Hope you like this next bit. If Professor McGonagall's the recipient of this joke gift, we’re truly sorry. If it’s anyone else, you must have done something to piss us off, so you deserve this. Enjoy the ending to your story. We know we will!

-Weasley’s Wizarding Wheezes

PART 19

Suddenly Hermione found herself atop a ridiculously large bed that was roughly the size of her dorm room. The bed was draped in layers upon layers of white and sheer silk, and it sat in the middle of a bedroom that was no smaller than the Great Hall.

To her horror, she was nude. Her unclothed form lay atop the layers of fine white silk, and she wondered what had just happened. A movement from the corner of the room drew her attention, and she moved her gaze to see the extremely naked form of Prince Severus moving towards her.

PART 20

“Well, Cinderella, aren’t we a naughty girl?” Prince Severus asked in his husky, seductive voice.
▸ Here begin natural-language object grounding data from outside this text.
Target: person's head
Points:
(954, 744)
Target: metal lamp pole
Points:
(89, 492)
He moved down onto the mattress and proceeded to rub his hand up the inside of her thigh, causing her breath to catch in her throat. He moved over her and used one hand to brace himself while the other moved to tug playfully at her nipple. Each pinch on her tender, pink flesh sent a jolt of pleasure straight to her nether regions. He lowered his face to taker he lips in a crushing kiss, at the same time positioning himself at her center.

PART 21

With one, quick thrust he was inside of her, and she could not prevent the screams of his name that seemed to escape her mouth of their own accord. A few seconds later and she was over the edge, a heat coursing through her body straight down into her toes.

Prince Severus seemed to finish in time with her, as he rolled off to her side once she had caught her breath. She reached over to touch her imaginary lover when she realized with horror that he was no longer Prince Severus, but Severus Snape, black bat of the dungeons!

PART 22

Snape was laying beside her, clad in his billowing black teaching robes with midnight colored frock button-up underneath, looking at her in triumph. He reached into his pocket and pulled out a piece of parchment. He handed it to her and looked on as she read it. The parchment had only one sentence on it:

Happy Halloween!

Suddenly her world was changing again, and she found herself back in the grown-up free living room of the Burrow.

Fred, George and Ginny were rolling on the ground and holding their sides, laughing hysterically with tears of amusement streaming down their faces.

PART 23

Ron was giving her a concerned and genuinely frightened look. Hermione attempted to run, but was stopped immediately.

“Oh no you don’t!” Fred announced, bouncing up and blocking Hermione’s exit.

“Yeah,” George continued. “Aside from our little… Halloween prank at the end,” George winked at Fred, “what did you think of the Pumpkin Story?”

Hermione took a moment to try to calm her still sex-with-Severus-flushed face. Eventually, once she had regained some of her composure, she turned back to Fred and George.

“What do I think?” She said with a blush. “I think I should have chosen the apple.”